In this piece, I was trying to explore early phonograph record players and their design, while in the whole of this sustained investigation I wanted to explore the way that media and entertainment have changed over time. In this piece, I focused on emulating the wooden body of a phonograph record player while leaving the wire bell ethereal and light, hanging above the body. Of the four pieces, this one focuses the most heavily on the entertainment side of media, with music and perhaps a recorded play played on these early phonographs. I think that this piece is very interesting because it captures something that revolutionized the way music was performed and written and was the first time that someone living in the middle of nowhere had access to an orchestra right there in their home. The phonograph, to me, is a symbol of the music industry, the beginning of music becoming something people bought, like how movies changed the way that actors worked. The phonograph made music more accessible, but at the same time there was no longer the intimacy between performer and audience member that there was with a live audience, and I find that fascinating.

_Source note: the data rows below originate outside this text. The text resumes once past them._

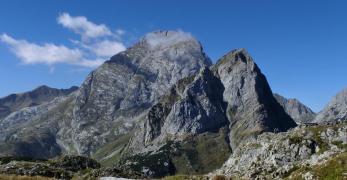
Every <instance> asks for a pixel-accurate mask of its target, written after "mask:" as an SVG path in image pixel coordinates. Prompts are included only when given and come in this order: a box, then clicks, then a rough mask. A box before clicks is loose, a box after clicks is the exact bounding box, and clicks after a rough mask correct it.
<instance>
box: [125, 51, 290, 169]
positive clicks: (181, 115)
mask: <svg viewBox="0 0 347 180" xmlns="http://www.w3.org/2000/svg"><path fill="white" fill-rule="evenodd" d="M295 126H296V124H295V122H294V121H293V120H292V119H291V118H290V117H289V116H288V115H287V114H286V113H285V111H284V110H283V108H282V107H281V106H280V105H279V104H278V103H277V101H276V100H275V98H274V97H273V95H272V92H271V89H270V87H269V86H268V84H267V81H266V79H265V77H264V75H263V74H262V73H261V72H260V70H259V69H258V67H257V65H256V64H255V63H254V62H253V60H252V59H251V57H250V56H249V55H248V53H247V52H246V51H245V50H244V49H239V50H235V51H232V52H231V53H229V54H227V55H225V56H224V57H223V58H222V59H221V60H220V61H219V62H217V64H216V65H214V67H212V70H211V69H210V68H207V67H205V68H203V69H201V71H200V72H199V73H198V74H197V75H195V76H191V77H187V78H184V79H182V80H180V81H178V83H176V84H175V86H173V88H171V90H170V91H169V92H168V94H166V95H164V96H163V97H162V98H161V100H159V103H157V104H155V105H154V106H153V107H152V108H151V109H150V110H149V112H148V113H147V114H146V115H145V117H144V123H143V125H141V126H140V127H138V128H137V132H136V133H135V136H134V137H133V138H132V140H131V142H130V144H129V146H128V149H126V150H125V151H124V152H126V153H125V154H123V156H124V157H123V158H124V159H125V161H124V162H121V163H123V164H126V165H130V167H131V168H133V169H138V167H137V166H139V164H140V165H141V166H142V167H146V168H147V172H150V173H149V175H154V176H160V175H167V174H160V173H163V172H166V173H168V174H170V173H172V171H171V170H170V169H180V168H182V166H184V167H186V166H185V164H194V163H192V162H191V161H188V162H184V161H183V162H184V163H183V162H182V161H181V163H182V164H179V165H178V164H175V159H176V158H177V157H175V156H172V155H171V154H177V153H181V154H183V153H182V152H184V150H183V149H181V148H180V147H181V146H182V144H184V143H185V142H188V141H189V139H194V140H195V141H196V139H199V137H200V136H203V134H206V133H213V132H218V131H219V132H221V130H222V129H224V128H226V132H227V135H225V136H224V138H223V139H224V140H219V141H218V142H217V143H219V144H223V143H228V144H230V145H231V148H230V147H227V149H234V148H236V147H237V146H238V144H239V143H241V142H242V141H245V140H246V139H248V138H250V137H253V136H256V135H258V134H260V133H262V132H265V131H270V132H273V131H285V130H287V129H289V128H292V127H295ZM210 139H212V138H210V137H208V138H205V141H209V140H210ZM200 143H201V142H200ZM164 147H165V148H164ZM163 149H165V151H164V150H163ZM204 153H208V152H204ZM129 154H130V157H129ZM134 154H135V156H134ZM221 154H224V155H225V154H227V155H228V154H230V151H223V152H222V151H221V150H218V149H216V150H215V152H214V154H213V155H212V156H209V155H205V156H208V159H213V160H214V161H218V160H217V159H216V157H223V156H221ZM154 155H155V156H154ZM157 156H159V157H161V158H160V160H158V162H151V161H143V160H144V159H156V157H157ZM205 158H206V157H205ZM223 158H224V157H223ZM223 158H222V159H223ZM224 160H225V159H224ZM165 162H166V163H167V164H168V166H167V168H166V169H160V171H159V172H158V170H159V167H156V166H154V167H153V165H152V164H153V163H154V164H161V163H163V164H164V163H165ZM203 162H204V159H197V160H195V163H197V164H200V166H201V167H202V168H203V169H205V170H210V171H211V170H213V169H214V168H216V166H217V167H218V165H220V164H218V163H217V165H216V166H214V167H213V166H207V165H204V164H203ZM188 166H189V165H188ZM192 172H194V171H192ZM192 172H186V173H192ZM196 172H197V173H203V171H198V170H197V171H196ZM175 173H177V172H175ZM178 173H181V172H178Z"/></svg>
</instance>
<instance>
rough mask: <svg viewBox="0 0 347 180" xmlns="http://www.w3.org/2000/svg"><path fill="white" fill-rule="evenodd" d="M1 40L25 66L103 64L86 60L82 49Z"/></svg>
mask: <svg viewBox="0 0 347 180" xmlns="http://www.w3.org/2000/svg"><path fill="white" fill-rule="evenodd" d="M0 40H1V41H2V42H4V43H6V44H7V45H8V46H10V49H11V51H12V52H13V53H14V54H15V55H16V56H17V57H18V58H19V59H20V60H21V61H22V62H23V63H24V64H39V63H41V64H47V65H53V64H56V63H67V64H73V65H79V66H84V67H97V66H99V65H100V64H102V62H103V61H101V60H86V59H84V57H83V52H82V51H81V50H80V49H70V48H68V47H66V46H63V45H55V44H51V43H45V44H43V45H38V44H35V43H30V42H28V41H26V40H17V39H14V38H13V37H11V36H9V35H7V34H2V35H1V36H0Z"/></svg>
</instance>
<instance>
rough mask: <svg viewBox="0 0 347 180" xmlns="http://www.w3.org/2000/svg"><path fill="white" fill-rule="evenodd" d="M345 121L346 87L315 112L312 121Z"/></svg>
mask: <svg viewBox="0 0 347 180" xmlns="http://www.w3.org/2000/svg"><path fill="white" fill-rule="evenodd" d="M337 121H347V89H344V90H342V91H341V92H339V93H338V94H337V95H336V96H335V97H334V98H333V99H332V100H331V101H330V103H329V104H328V105H327V106H326V107H325V108H324V109H323V110H322V111H321V112H319V113H318V114H317V117H316V118H315V119H314V121H313V122H316V123H325V122H332V123H335V122H337Z"/></svg>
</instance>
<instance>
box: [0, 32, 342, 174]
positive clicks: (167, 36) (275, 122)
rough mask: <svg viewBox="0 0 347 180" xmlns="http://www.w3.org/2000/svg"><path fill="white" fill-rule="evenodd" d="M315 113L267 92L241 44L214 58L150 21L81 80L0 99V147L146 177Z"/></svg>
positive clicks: (182, 168)
mask: <svg viewBox="0 0 347 180" xmlns="http://www.w3.org/2000/svg"><path fill="white" fill-rule="evenodd" d="M330 107H332V108H334V107H335V105H334V104H332V105H330V106H329V108H330ZM330 109H331V108H330ZM335 109H336V108H335ZM344 112H345V111H343V113H344ZM324 114H329V113H328V112H325V111H324ZM314 116H315V114H314V112H313V111H311V110H310V109H309V108H307V107H305V106H304V105H302V104H301V103H299V102H298V101H294V100H286V99H285V98H283V97H280V96H279V95H275V96H274V95H273V93H272V91H271V88H270V86H269V84H268V82H267V80H266V77H265V76H264V75H263V74H262V72H261V70H260V69H259V67H258V66H257V64H256V63H255V62H254V61H253V59H252V58H251V56H250V55H249V54H248V52H247V51H246V50H245V49H237V50H233V51H230V52H229V53H227V54H226V55H224V56H223V57H222V58H221V59H219V60H218V61H217V63H216V64H214V65H213V64H212V62H211V60H210V59H209V58H208V57H207V55H206V54H205V53H204V51H203V48H202V46H201V44H200V43H199V42H198V41H197V40H196V39H194V38H193V37H192V36H191V35H190V34H188V33H184V32H181V31H156V32H152V33H149V34H147V35H145V36H144V37H143V38H142V39H141V40H140V41H139V42H138V43H136V44H135V45H133V46H132V47H130V48H128V49H127V50H126V51H123V52H120V53H119V54H116V55H114V56H113V57H111V58H110V60H108V61H106V62H105V63H104V64H102V65H101V66H100V67H99V68H97V69H95V70H94V71H92V72H91V73H90V74H89V75H88V77H87V78H86V79H85V81H84V82H83V83H82V85H81V86H80V87H79V88H75V87H73V88H70V89H68V90H56V89H51V88H48V87H40V88H38V89H36V90H34V91H32V92H29V93H23V94H18V95H10V96H8V97H5V98H3V99H0V130H1V127H2V126H3V127H6V128H4V130H2V131H0V137H1V138H0V155H12V156H22V157H31V158H39V159H42V158H53V157H57V156H59V155H63V154H77V155H85V156H90V157H93V158H95V159H97V160H98V161H99V162H101V163H102V164H103V165H105V166H117V167H122V168H123V169H130V170H132V171H138V172H141V173H144V174H146V175H147V176H150V177H161V176H165V175H170V174H176V173H180V174H202V173H208V172H211V171H213V170H215V169H217V168H219V167H221V166H222V164H223V163H224V162H225V161H227V160H228V158H229V156H230V155H231V154H232V152H233V151H234V150H235V149H236V148H237V147H238V146H239V144H240V143H242V142H244V141H248V140H250V139H254V138H256V137H257V136H258V135H259V134H261V133H263V132H283V131H287V130H289V129H291V128H294V127H296V125H297V123H296V122H309V121H311V120H312V119H313V118H314ZM321 116H323V115H318V116H317V118H318V119H319V117H321ZM324 116H325V115H324ZM339 117H340V116H339ZM317 118H316V119H317ZM341 118H342V119H343V118H346V116H343V115H341ZM294 120H295V121H296V122H295V121H294ZM317 121H321V120H317ZM5 129H6V130H5Z"/></svg>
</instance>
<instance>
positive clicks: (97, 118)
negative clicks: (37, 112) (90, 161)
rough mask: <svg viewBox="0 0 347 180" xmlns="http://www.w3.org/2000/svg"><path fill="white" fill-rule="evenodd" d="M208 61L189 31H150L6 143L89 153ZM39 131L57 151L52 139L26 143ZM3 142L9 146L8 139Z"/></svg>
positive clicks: (49, 153) (116, 55) (54, 146)
mask: <svg viewBox="0 0 347 180" xmlns="http://www.w3.org/2000/svg"><path fill="white" fill-rule="evenodd" d="M210 65H211V61H210V60H209V58H208V57H207V56H206V55H205V53H204V52H203V49H202V46H201V45H200V43H199V42H198V41H197V40H196V39H194V38H193V37H192V36H191V35H190V34H189V33H185V32H181V31H157V32H153V33H149V34H147V35H145V37H143V38H142V39H141V40H140V41H139V42H138V43H136V44H135V45H134V46H132V47H130V48H128V49H127V50H126V51H124V52H121V53H119V54H117V55H115V56H113V57H111V59H110V60H108V61H106V62H105V63H104V64H103V65H101V66H100V67H99V68H97V69H96V70H94V71H93V72H91V73H90V74H89V75H88V77H87V78H86V80H85V81H84V82H83V84H82V85H81V87H80V88H79V89H78V91H77V92H76V93H75V94H74V95H71V96H70V97H69V98H67V99H66V100H64V101H63V102H61V103H59V104H58V106H56V107H55V108H53V109H49V110H48V109H47V110H48V111H47V112H46V113H44V115H42V116H39V117H38V118H36V119H37V120H35V122H33V123H32V124H35V125H37V127H35V128H34V126H30V125H27V126H28V127H27V128H25V129H20V128H15V129H14V130H13V131H12V132H11V133H10V134H9V137H7V138H6V139H7V140H8V141H7V142H9V141H11V142H13V143H12V144H14V147H13V148H11V149H16V151H20V148H16V146H17V145H16V144H18V143H22V141H24V140H25V143H26V147H27V149H29V150H30V149H36V150H35V152H36V151H41V150H42V151H48V152H47V153H46V154H47V155H48V156H55V155H57V153H61V152H63V153H73V154H84V155H91V154H93V153H94V152H95V151H97V149H98V148H100V147H101V146H103V145H104V144H107V143H108V142H110V141H117V138H118V137H119V136H123V135H127V134H128V133H129V132H130V131H132V129H133V128H134V126H135V124H137V122H138V121H140V120H141V119H142V114H143V113H145V112H146V111H148V110H149V108H150V107H151V106H152V105H153V104H154V103H156V102H157V101H158V99H159V97H160V96H162V95H163V94H164V93H165V92H166V91H167V90H168V89H169V88H170V87H171V86H172V85H173V84H174V83H176V81H178V80H179V79H182V78H184V77H187V76H191V75H194V74H196V73H197V72H199V70H200V68H201V67H204V66H210ZM5 110H6V109H4V111H5ZM41 132H47V133H46V134H47V136H48V137H49V138H50V139H52V140H54V141H53V142H52V144H56V145H55V146H54V150H50V148H47V147H46V145H47V146H49V143H46V144H45V146H44V148H42V149H40V148H37V147H34V144H33V146H31V144H30V143H27V141H30V140H28V138H29V139H35V141H38V142H40V138H41V134H42V133H41ZM28 134H31V135H32V136H30V137H29V136H27V135H28ZM30 142H31V141H30ZM35 145H36V144H35ZM0 146H1V143H0ZM3 147H4V149H7V148H6V142H5V143H4V146H3ZM11 149H9V150H8V151H6V152H9V153H11V152H12V150H11ZM16 153H18V152H14V154H16ZM23 154H25V152H23ZM28 155H31V154H28Z"/></svg>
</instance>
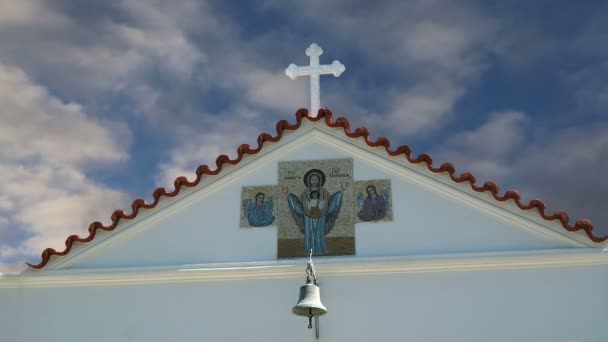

To create this piece I used skills I had practiced in my other pieces, namely construction with paper and wire. I first used cardboard and glue to make the base of the phonograph, before spray painting it in an attempt to create a white surface to paint. The spraypaint was unsuccessful so I then paper mâche'd over the box in order to create a good surface to paint on. I used acrylic paints to paint the box, wire to create the bell, and paper and ink to create the record.

This piece did not change too much while I made it. It was based upon a few preliminary sketches I didn't deviate from them all that much. I did originally want to make the base of the phonograph out of paper, but switched to cardboard because it was sturdier.